Il y eut cette arrivée ici, un appartement à trouver rapidement, et qui nous permette de faire une transition entre notre vie en maison, en banlieue, et une vie en appartement, en pleine ville. Il fut déniché, et nous y avons emménagé. Il est lumineux et spacieux. Rien à lui reprocher, une fois que l'on s'est habitué aux vis-à-vis de béton, les immeubles voisins. Les fenêtres voisines, les vies des voisins. Une fois que l'on a accepté que la propriétaire ne souhaitait pas l'entretenir mieux qu'il ne l'était, malgré le loyer élevé.
Il y eut ce désir d'eau, pour moi, de forêt, pour lui, de campagne, pour nous, d'espace. De mettre les mains à la pâte et de bricoler, plaisir que nous ôte la vie de locataire.
Il y eut cette re-découverte de la Saône et Loire grâce à nos amis. Les paysages vallonés, verdoyants, les fermettes de pierre, nous étions séduits.
Il y eut cette quête débutée aux beaux jours de 2009 ; un coup de foudre un peu déraisonnable, avec le recul, et qui n'a pas abouti. Une maison qui avait parlé à mes tripes, en haut d'une colline, qui abritait un tilleul, des cerisiers. Une maison pleine de charme où tout était à faire. Une maison dont son propriétaire n'a pas voulu se séparer aux conditions qui étaient les notres.
Il y eut d'autres réflexions, d'autres pistes, d'autres tentatives, si différentes : visite d'appartement en vente dans notre quartier, là encore un essai, une tentative, abandonnée.
Tout stopper le temps d'une semaine lusitanienne. Oublier cette recherche d'un autre toit.
Rentrer, et se laisser à nouveau habiter par ce projet d'ailleurs au calme.
Il y eut une visite tout près de chez nos amis, mais non, rien à notre goût.
Il y eut deux autres visites, ensuite. La seconde fut la bonne. Une maison moins charmante à l'intérieur, mais chaleureuse dès que l'on peut l'apercevoir. A flanc de colline, au dessus d'un village. Devant la forêt. Entourée de pâturages. Les pierres de ses murs. Le tilleul.
Ce fut elle, pour nos temps de repos, nos temps de bricolage, nos temps de terre, nos temps d'ailleurs, nos temps de calme.

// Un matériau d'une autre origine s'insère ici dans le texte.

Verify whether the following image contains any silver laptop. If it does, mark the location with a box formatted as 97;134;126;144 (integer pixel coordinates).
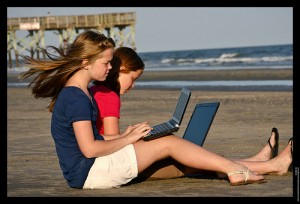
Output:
143;88;191;141
182;102;220;146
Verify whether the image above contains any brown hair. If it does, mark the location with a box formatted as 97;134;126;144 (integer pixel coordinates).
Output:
93;47;145;94
19;30;115;112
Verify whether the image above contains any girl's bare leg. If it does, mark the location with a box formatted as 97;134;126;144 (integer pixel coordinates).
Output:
134;136;263;183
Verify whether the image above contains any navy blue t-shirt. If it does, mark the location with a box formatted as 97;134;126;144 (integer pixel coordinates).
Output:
51;86;104;188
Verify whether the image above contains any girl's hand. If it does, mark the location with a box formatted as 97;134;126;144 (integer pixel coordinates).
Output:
124;122;152;144
121;122;148;137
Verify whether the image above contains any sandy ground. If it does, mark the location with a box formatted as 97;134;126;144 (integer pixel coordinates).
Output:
7;68;299;199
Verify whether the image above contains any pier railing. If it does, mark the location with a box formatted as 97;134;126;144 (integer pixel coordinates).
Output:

Il y eut nos recherche d'un autre toit en ville, en parallèle. Trouver plus petit (ce n'est a priori pas difficile), dans notre quartier, dans un budget plus réduit. Trouver et postuler. Après deux échecs - un propriétaire qui ne prévient pas la Régie qu'il a trouvé un locataire par lui-même, ou un appartement pour lequel un dossier a été déposé alors que l'on nous assurait qu'il était libre - et des visites non concluantes, il y eut celle d'un appartement qui a priori ne nous intéressait pas - de par l'image que nous avions de l'immeuble - trop grand.
Et puis, et puis, mes parents étaient là, mon papa est passé devant l'immeuble en question. Ce n'était pas le grand immeuble auquel nous pensions, mais un ensemble plus petit.

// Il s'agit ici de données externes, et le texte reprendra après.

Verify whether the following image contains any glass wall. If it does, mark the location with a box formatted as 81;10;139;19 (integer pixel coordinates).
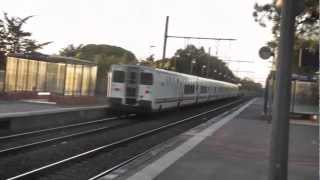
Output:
0;57;6;93
56;64;66;94
16;59;29;91
5;58;18;91
89;66;97;96
26;60;38;91
0;57;97;96
64;64;75;95
81;66;90;96
37;61;47;91
73;65;82;96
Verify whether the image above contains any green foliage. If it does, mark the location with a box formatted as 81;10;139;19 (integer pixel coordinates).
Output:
0;13;51;53
253;0;319;39
253;0;320;73
173;45;236;82
148;45;239;83
59;44;137;77
59;44;83;57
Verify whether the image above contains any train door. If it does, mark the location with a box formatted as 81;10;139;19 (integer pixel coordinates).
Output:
176;78;183;108
125;67;140;105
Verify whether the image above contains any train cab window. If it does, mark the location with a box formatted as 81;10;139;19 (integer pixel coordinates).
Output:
184;84;194;94
140;72;153;85
200;86;208;94
112;71;124;83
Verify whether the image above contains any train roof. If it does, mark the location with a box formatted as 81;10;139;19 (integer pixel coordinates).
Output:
112;64;238;87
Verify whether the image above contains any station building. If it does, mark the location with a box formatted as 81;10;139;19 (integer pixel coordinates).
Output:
0;54;97;104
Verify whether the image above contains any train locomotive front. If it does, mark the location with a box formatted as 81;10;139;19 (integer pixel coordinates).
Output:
107;65;154;113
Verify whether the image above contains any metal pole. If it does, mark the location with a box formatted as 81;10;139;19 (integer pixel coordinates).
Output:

Je le visite seule, un jour de RTT. Dernier étage, comme aujourd'hui. Pas de vis-à-vis, et une vue qui ouvre ma respiration. Depuis le balcon, le fleuve, là, à nos pieds. Les Alpes et le Mont-Blanc, plus loin. Sa luminosité. Un peu défraîchi.
Il y eut l'acceptation de notre candidature.
Il y aura donc deux déménagements, l'un dans la ville, à la fin du mois, l'autre vers la campagne, fin février.